Some games perform interest filtering by partitioning the game world into disjoint regions or cells and noting that an object's area-of-interest can usually be described by the cell in which they currently reside or a subset of cells nearby. Several architectures proposed for Distributed Virtual Reality (VR) environments (notably, DIVE[19], High Level Architecture (HLA) [22]) utilize IP-Multicast to realize area-of-interset filtering; each cell is assigned to a multicast group and objects describe their area-of-interest by subscribing to the relevant groups. The SimMUD game [12] implements area-of-interest filtering similarly using a Distributed Hash Table (DHT); each cell is assigned to the node in the DHT that it's name or ID hashes to. Second-Life [10], a commercial game, also employs cells to partition the game world and assigns a single cell to each node in a server cluster. Butterfly.net [2], a cell-based distributed game architecture, assigns multiple cells to each server, weighting each cell by its popularity.

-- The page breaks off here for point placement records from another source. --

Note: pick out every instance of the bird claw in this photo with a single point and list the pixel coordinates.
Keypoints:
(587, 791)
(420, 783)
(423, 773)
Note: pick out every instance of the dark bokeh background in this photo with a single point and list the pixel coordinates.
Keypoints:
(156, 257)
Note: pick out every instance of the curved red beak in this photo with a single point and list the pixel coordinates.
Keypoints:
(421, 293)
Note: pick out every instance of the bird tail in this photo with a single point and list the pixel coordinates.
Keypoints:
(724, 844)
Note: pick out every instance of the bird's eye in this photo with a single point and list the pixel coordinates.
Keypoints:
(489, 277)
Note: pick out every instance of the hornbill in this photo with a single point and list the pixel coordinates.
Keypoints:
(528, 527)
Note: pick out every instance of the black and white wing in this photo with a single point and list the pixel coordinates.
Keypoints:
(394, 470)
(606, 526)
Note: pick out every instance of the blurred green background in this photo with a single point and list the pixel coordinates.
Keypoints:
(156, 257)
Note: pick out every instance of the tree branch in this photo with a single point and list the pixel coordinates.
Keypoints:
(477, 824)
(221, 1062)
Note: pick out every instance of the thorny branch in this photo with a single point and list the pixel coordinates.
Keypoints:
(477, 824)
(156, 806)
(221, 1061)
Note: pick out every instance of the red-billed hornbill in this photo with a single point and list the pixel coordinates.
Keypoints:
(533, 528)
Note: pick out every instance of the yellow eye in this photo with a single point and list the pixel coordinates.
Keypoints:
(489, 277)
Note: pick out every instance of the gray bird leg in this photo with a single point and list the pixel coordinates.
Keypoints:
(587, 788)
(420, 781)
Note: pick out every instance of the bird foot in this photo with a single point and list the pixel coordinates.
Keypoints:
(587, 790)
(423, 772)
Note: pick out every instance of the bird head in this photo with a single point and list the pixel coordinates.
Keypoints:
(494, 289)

This approach has several drawbacks. First, it does not take into account interests other than those specified by location; i.e., a player may be interested in receiving some information about the other players on his team. Second, the region-granularity must be specified in advance by the game developer in order to partition the world. The granularity of the partitioning critically affects scalability. If it is too coarse, players may end up receiving many useless updates. On other hand, if the granularity is too fine, players may need to specify interest in a large number of cells. In fact, a fixed granularity may not be appropriate to all players. For example, a player in an aircraft may see much larger portions of the game than one in tank. Finally, due to the irregular shape and popularity of regions in the game world, a great deal of hand-tuning of the mapping of game-world to regions might be necessary to achieve good load-balancing and efficient mapping of area-of-interests onto regions. Butterfly.net addresses load-balancing by dynamically changing the cell to server assignments. However, Butterfly.net must operate on a fast LAN to enable this dynamic reassignment and the number of cells in the game must be proportional to the skew in the popularity of different regions in order to effectively balance load.

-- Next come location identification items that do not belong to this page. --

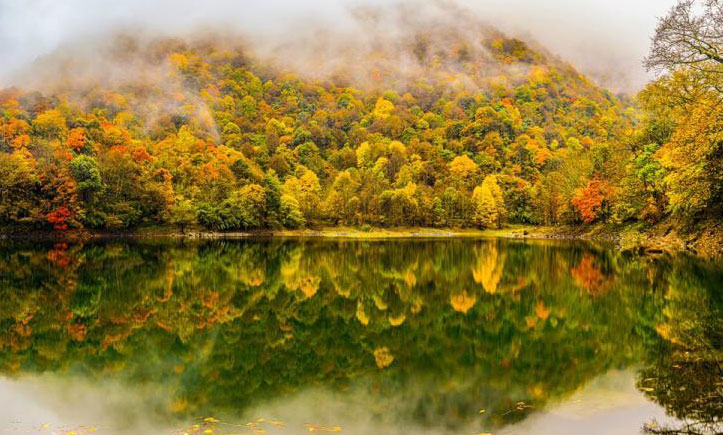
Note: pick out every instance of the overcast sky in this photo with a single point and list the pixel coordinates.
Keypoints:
(606, 39)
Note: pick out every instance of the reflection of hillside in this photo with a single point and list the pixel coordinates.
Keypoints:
(474, 324)
(687, 374)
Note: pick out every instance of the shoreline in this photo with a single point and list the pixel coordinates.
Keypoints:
(650, 241)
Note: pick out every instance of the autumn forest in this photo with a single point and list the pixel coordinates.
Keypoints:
(472, 129)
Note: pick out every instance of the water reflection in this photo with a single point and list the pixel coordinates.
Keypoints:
(441, 335)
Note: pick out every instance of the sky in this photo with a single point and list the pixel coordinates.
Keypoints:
(606, 39)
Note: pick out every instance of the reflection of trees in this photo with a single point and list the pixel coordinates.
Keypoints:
(686, 376)
(452, 326)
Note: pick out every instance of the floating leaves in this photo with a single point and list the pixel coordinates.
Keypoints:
(462, 302)
(317, 428)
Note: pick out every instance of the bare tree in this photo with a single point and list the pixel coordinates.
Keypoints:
(685, 38)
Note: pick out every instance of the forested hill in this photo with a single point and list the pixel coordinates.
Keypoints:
(446, 128)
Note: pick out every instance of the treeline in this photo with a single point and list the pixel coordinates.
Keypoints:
(221, 140)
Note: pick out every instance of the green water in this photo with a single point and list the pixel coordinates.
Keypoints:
(411, 336)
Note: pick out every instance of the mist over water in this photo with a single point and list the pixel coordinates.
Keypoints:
(606, 41)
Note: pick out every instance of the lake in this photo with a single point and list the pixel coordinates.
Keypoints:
(423, 336)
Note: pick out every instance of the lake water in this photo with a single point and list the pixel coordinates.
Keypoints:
(444, 336)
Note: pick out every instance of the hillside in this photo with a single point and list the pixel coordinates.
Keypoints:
(450, 128)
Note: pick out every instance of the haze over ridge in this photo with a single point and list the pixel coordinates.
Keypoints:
(606, 41)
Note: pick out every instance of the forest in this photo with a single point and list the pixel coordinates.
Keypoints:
(482, 130)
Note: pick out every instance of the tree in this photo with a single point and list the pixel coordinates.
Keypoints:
(291, 215)
(491, 182)
(590, 200)
(684, 39)
(272, 193)
(86, 174)
(182, 213)
(462, 169)
(485, 207)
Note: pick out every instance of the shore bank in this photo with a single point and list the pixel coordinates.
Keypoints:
(655, 240)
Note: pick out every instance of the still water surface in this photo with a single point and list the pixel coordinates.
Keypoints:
(360, 337)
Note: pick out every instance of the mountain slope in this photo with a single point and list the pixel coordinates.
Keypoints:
(460, 126)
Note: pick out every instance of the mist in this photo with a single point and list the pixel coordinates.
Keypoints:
(605, 40)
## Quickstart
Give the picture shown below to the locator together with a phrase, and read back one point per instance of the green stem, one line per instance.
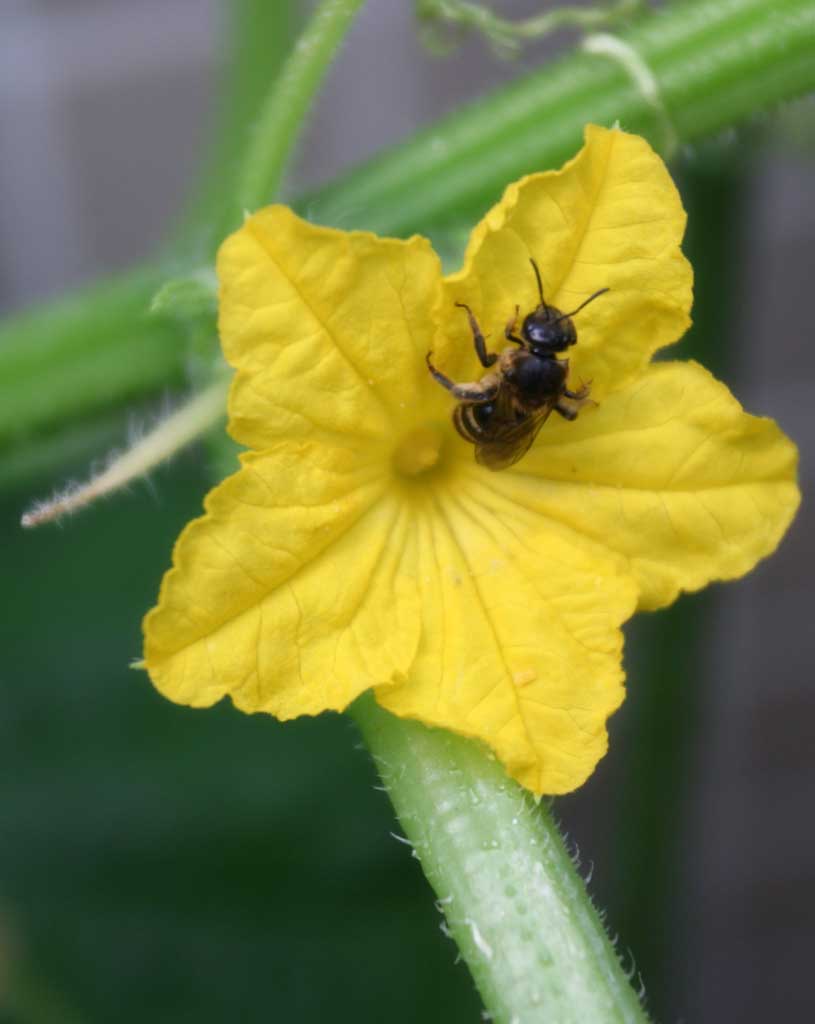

A final problem that exists for several of these architectures is that they often tie the execution of objects (such as player think functions) with the node that is responsible for the region in which the object resides. Hence, if an object moves between different regions frequently, it will migrate between different nodes often, which may be disruptive to client gameplay. For example, in a fast moving game like Quake II, movement between any reasonably sized regions would be quite frequent. Migrating clients between servers often, even in a centralized cluster, could incur intolerable overhead during migration.